‘Shepherd,’ ‘German’ Headline Berlin Film Fest

BERLIN (January 8, 2007) — New movies from Robert De Niro and Steven Soderbergh are among the first chosen for competition at this year’s Berlin International Film Festival.

The festival, which runs Feb. 8-18, will feature De Niro’s “The Good Shepherd,” a tale about the earliest days of the CIA and a fictionalized agent, played by Matt Damon.
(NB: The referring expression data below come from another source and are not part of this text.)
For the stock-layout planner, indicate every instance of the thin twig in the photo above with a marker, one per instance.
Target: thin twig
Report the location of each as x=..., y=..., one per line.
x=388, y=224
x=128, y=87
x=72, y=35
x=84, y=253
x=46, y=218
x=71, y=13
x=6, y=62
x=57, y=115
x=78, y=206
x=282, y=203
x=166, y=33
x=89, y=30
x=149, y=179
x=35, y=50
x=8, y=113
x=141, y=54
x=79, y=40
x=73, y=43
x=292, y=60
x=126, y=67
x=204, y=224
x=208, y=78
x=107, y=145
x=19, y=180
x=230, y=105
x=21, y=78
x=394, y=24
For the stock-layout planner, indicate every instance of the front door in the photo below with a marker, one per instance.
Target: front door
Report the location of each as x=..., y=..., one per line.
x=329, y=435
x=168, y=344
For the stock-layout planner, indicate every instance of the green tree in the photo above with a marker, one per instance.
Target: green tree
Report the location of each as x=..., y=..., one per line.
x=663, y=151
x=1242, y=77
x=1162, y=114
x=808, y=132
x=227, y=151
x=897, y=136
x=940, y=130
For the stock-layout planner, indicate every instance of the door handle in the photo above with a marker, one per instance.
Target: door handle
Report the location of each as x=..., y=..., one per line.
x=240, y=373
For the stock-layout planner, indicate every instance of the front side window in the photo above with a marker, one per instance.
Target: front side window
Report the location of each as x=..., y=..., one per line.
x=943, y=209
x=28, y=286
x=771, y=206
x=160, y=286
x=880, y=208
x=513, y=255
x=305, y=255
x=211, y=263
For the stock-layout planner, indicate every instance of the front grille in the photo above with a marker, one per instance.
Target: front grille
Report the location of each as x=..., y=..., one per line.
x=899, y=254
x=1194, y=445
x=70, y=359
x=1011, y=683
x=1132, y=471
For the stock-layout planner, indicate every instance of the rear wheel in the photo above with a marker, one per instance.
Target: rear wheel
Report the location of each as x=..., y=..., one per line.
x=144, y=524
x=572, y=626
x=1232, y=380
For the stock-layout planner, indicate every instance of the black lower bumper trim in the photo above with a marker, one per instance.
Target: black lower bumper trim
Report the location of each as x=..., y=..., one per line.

De Niro also directed 1993’s “A Bronx Tale.”

Soderbergh’s “The Good German” stars George Clooney as an American journalist lured into a murder mystery in post-World War II Berlin.

Also selected is Belgian director Sam Gabarski’s “Irina Palm,” in which singer-actress Marianne Faithfull plays a widow who desperately needs money and unwittingly accepts a job in a sex club.

“Goodbye Bafana,” from Danish director Bille August, stars Joseph Fiennes as James Gregory, a white South African prison guard whose life is changed by guarding Nelson Mandela for more than 20 years.

From the host country, Germany, comes Christian Petzold’s “Yella,” while South Korea’s Park Chan-wook brings “I Am a Cyborg but That’s OK” to the festival.

“Many of the productions selected for this year’s competition link modern historical processes to personal, intimate and extremely emotional stories,” festival director Dieter Kosslick said in a statement last week.

Organizers expect to complete the competition lineup for this year’s festival, the 57th, by mid-January.

Last year, the festival’s top Golden Bear award went to Jasmila Zbanic’s “Grbavica,” a film examining how a single mother and her 12-year-old daughter struggle with the aftermath of the Bosnian war.